🤖 AI Summary
In underwater inertial/acoustic integrated navigation, sensor timing asynchrony degrades observability and navigation accuracy. To address this, this paper proposes a tightly coupled SINS/piUSBL/depth sensor navigation framework. We innovatively design a time-delay measurement strategy integrating precision time synchronization and acoustic signal processing, explicitly modeling the traditionally unobservable propagation and processing delays as estimable parameters.
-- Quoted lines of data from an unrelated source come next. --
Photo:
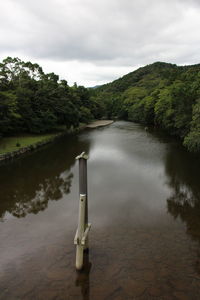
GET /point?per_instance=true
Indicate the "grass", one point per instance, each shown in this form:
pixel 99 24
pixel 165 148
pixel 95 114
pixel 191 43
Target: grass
pixel 10 144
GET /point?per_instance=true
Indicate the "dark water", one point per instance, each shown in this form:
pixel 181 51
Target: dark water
pixel 144 206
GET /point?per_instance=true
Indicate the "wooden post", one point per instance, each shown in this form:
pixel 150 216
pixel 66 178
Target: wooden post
pixel 81 237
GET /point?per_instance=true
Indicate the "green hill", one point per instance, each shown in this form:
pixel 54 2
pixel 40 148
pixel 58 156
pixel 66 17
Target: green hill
pixel 161 94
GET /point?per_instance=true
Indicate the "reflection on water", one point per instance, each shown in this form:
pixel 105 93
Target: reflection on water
pixel 144 206
pixel 83 277
pixel 30 183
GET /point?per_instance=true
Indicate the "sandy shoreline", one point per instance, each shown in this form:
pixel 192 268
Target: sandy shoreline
pixel 99 123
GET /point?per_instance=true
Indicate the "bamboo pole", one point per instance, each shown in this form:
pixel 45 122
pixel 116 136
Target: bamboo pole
pixel 81 237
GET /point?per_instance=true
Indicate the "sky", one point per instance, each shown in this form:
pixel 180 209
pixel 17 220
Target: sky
pixel 92 42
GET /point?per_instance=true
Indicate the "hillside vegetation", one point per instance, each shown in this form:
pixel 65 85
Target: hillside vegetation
pixel 161 94
pixel 34 102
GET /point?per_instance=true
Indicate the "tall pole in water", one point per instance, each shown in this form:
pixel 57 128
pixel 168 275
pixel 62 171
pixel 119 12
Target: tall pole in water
pixel 81 237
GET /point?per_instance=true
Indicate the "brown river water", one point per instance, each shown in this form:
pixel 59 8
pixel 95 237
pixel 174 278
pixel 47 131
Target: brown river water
pixel 144 206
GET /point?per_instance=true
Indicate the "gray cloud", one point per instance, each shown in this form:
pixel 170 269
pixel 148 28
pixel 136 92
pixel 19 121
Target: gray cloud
pixel 106 33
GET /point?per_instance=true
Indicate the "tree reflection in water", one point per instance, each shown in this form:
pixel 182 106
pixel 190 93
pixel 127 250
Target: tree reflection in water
pixel 83 277
pixel 48 191
pixel 27 184
pixel 183 170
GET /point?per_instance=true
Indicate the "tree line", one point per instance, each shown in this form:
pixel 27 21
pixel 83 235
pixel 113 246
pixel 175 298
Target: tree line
pixel 162 95
pixel 34 102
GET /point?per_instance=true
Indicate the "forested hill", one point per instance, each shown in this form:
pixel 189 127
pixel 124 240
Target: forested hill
pixel 161 94
pixel 34 102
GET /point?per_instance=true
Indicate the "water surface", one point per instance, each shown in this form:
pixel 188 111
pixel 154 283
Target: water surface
pixel 144 206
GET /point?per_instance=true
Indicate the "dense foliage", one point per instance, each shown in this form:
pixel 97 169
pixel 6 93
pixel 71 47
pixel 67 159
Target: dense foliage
pixel 162 95
pixel 34 102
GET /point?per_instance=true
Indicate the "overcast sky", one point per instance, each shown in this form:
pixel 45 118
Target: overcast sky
pixel 96 41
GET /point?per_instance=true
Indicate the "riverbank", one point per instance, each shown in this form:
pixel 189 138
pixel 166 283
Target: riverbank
pixel 13 147
pixel 99 123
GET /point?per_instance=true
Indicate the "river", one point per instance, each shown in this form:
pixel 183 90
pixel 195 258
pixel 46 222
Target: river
pixel 144 206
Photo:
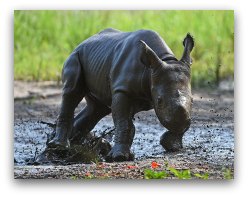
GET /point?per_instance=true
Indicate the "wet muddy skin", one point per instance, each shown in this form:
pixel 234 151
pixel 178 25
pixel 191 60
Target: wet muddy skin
pixel 210 139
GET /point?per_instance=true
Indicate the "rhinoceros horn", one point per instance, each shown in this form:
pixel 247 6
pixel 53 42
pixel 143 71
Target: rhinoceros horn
pixel 150 58
pixel 188 44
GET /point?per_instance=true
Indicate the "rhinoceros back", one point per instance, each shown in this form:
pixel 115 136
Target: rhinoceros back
pixel 104 54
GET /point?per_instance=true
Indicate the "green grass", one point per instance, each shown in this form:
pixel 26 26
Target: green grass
pixel 44 39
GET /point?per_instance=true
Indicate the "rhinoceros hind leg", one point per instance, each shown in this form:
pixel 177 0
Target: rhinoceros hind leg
pixel 171 141
pixel 122 112
pixel 73 92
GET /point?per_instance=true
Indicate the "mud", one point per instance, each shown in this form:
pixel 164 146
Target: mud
pixel 209 141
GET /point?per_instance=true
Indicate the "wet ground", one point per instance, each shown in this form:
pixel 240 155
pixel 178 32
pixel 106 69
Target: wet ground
pixel 209 143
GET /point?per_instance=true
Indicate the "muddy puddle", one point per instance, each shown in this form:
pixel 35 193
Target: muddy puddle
pixel 213 145
pixel 210 139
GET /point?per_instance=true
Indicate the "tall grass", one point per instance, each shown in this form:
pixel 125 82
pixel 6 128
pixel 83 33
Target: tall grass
pixel 44 39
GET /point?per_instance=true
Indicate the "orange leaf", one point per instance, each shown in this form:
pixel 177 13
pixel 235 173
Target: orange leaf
pixel 131 167
pixel 155 164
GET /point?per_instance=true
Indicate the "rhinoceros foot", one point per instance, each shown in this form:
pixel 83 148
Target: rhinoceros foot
pixel 171 141
pixel 54 143
pixel 120 152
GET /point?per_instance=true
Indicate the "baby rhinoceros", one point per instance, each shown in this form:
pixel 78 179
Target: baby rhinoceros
pixel 125 73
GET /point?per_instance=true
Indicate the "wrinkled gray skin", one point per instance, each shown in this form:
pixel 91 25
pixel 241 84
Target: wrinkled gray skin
pixel 125 73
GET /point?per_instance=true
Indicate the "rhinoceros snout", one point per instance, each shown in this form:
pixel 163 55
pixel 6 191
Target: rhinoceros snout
pixel 179 120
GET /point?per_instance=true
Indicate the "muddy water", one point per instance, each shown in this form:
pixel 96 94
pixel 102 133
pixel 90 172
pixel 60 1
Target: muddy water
pixel 213 144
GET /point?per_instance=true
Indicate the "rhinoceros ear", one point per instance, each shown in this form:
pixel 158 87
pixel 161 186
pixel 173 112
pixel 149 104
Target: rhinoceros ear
pixel 149 57
pixel 188 44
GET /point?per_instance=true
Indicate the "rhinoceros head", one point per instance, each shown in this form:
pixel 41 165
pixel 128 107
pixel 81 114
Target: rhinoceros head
pixel 170 87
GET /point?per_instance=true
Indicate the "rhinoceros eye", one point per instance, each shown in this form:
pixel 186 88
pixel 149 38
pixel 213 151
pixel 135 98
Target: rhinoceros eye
pixel 159 100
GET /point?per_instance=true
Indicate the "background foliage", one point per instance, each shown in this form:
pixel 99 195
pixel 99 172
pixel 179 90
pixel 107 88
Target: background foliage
pixel 44 39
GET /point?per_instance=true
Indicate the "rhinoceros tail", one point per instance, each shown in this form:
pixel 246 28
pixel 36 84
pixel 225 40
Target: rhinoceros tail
pixel 188 44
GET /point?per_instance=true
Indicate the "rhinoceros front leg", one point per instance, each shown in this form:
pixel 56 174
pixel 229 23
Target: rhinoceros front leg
pixel 124 128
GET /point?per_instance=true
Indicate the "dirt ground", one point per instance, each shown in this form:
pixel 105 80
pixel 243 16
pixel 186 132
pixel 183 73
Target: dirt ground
pixel 208 144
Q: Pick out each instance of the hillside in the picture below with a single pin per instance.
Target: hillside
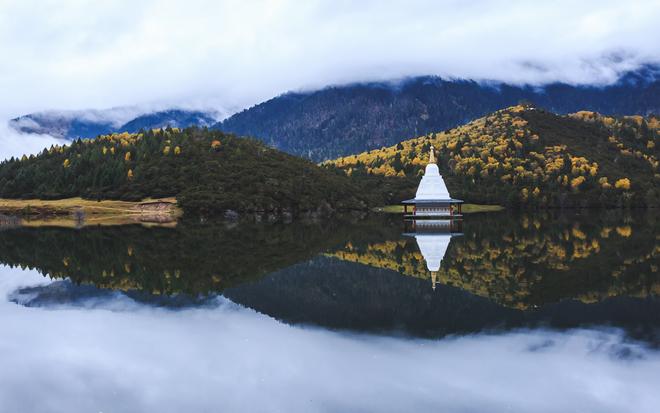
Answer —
(89, 124)
(208, 171)
(530, 157)
(342, 120)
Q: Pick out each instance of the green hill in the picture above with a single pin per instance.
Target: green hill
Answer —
(208, 171)
(526, 156)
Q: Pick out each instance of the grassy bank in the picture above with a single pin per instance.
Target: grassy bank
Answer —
(467, 208)
(88, 208)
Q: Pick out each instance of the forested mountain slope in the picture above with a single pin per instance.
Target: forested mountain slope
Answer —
(208, 171)
(343, 120)
(527, 156)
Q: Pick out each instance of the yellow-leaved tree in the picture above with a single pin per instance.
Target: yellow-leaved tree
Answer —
(623, 183)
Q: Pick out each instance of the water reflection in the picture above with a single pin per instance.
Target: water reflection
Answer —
(539, 313)
(492, 271)
(433, 238)
(144, 359)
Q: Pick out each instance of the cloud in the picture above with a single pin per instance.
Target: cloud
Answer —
(13, 143)
(233, 359)
(227, 55)
(84, 54)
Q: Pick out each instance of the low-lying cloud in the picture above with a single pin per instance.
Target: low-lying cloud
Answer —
(233, 359)
(16, 144)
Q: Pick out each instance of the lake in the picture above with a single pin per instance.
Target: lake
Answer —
(543, 312)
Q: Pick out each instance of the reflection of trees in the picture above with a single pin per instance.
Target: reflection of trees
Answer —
(532, 260)
(191, 258)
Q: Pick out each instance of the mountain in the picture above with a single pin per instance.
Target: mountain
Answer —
(89, 124)
(342, 120)
(524, 156)
(208, 171)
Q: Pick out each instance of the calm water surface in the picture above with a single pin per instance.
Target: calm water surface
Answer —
(543, 312)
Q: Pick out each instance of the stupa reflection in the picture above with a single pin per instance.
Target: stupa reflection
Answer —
(433, 238)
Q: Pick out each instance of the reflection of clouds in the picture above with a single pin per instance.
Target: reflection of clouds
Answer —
(233, 359)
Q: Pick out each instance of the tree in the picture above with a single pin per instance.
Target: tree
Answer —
(623, 183)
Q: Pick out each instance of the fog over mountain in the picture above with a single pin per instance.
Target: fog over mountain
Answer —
(208, 54)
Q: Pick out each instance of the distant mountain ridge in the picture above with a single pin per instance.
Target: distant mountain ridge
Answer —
(342, 120)
(88, 124)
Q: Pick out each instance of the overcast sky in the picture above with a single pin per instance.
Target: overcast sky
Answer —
(231, 54)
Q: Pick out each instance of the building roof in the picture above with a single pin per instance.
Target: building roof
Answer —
(432, 201)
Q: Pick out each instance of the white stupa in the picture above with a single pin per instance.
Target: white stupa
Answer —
(432, 198)
(432, 187)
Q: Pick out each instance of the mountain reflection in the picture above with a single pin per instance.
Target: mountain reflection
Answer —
(493, 271)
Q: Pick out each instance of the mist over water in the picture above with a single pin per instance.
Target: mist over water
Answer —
(134, 357)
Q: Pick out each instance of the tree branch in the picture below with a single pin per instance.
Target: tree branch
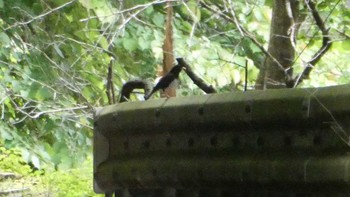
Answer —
(41, 15)
(196, 80)
(326, 44)
(129, 86)
(245, 33)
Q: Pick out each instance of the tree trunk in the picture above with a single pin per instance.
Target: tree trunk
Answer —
(284, 26)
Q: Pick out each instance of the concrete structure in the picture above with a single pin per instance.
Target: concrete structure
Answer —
(285, 142)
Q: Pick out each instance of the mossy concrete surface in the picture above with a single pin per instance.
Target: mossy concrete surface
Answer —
(286, 138)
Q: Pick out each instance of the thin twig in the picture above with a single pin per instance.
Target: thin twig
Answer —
(326, 44)
(41, 15)
(235, 21)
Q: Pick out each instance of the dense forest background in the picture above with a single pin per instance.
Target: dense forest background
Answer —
(54, 60)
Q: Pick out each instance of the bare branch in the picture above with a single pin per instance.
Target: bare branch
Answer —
(41, 15)
(129, 86)
(245, 33)
(326, 44)
(196, 80)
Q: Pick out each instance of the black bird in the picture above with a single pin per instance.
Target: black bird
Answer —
(166, 80)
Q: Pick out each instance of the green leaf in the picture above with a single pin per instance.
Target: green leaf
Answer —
(4, 39)
(158, 19)
(346, 45)
(130, 44)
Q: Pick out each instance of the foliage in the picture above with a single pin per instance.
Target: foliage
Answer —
(69, 182)
(55, 54)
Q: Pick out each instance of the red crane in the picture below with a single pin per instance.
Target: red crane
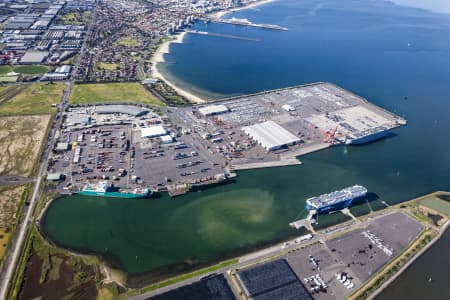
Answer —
(329, 138)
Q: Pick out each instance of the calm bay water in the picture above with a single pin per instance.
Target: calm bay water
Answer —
(414, 284)
(397, 57)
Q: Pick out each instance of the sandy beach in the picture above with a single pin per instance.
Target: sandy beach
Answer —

By combining time-of-arrival analysis with a precise time-synchronization protocol, strict temporal alignment is achieved across heterogeneous measurements—namely bearing, slant range, and depth. Simulation and experimental results demonstrate that the proposed method significantly enhances system robustness to timing delays: the root-mean-square error (RMSE) of navigation is reduced by 40.45%, and the maximum error decreases by 32.55%. These improvements validate the effectiveness of the framework in enhancing both accuracy and reliability of underwater navigation.
📝 Abstract
In multi-sensor systems, time synchronization between sensors is a significant challenge, and this issue is particularly pronounced in underwater integrated navigation systems incorporating acoustic positioning. Such systems are highly susceptible to time delay, which can significantly degrade accuracy when measurement and fusion moments are misaligned. To address this challenge, this paper introduces a tightly coupled navigation framework that integrates a passive inverted ultra-short baseline (piUSBL) acoustic positioning system, a strapdown inertial navigation system (SINS), and a depth gauge under precise time synchronization. The framework fuses azimuth and slant range from the piUSBL with depth data, thereby avoiding poor vertical-angle observability in planar arrays. A novel delay measurement strategy is introduced, combining synchronized timing with acoustic signal processing, which redefines delay-traditionally an unobservable error-into a quantifiable parameter, enabling explicit estimation of both acoustic propagation and system processing delays. Simulations and field experiments confirm the feasibility of the proposed method, with delay-compensated navigation reducing RMSE by 40.45% and maximum error by 32.55%. These findings show that precise delay measurement and compensation not only enhance underwater navigation accuracy but also establish a generalizable framework for acoustic positioning integration, offering valuable insights into time alignment and data fusion in latency-sensitive multi-sensor systems.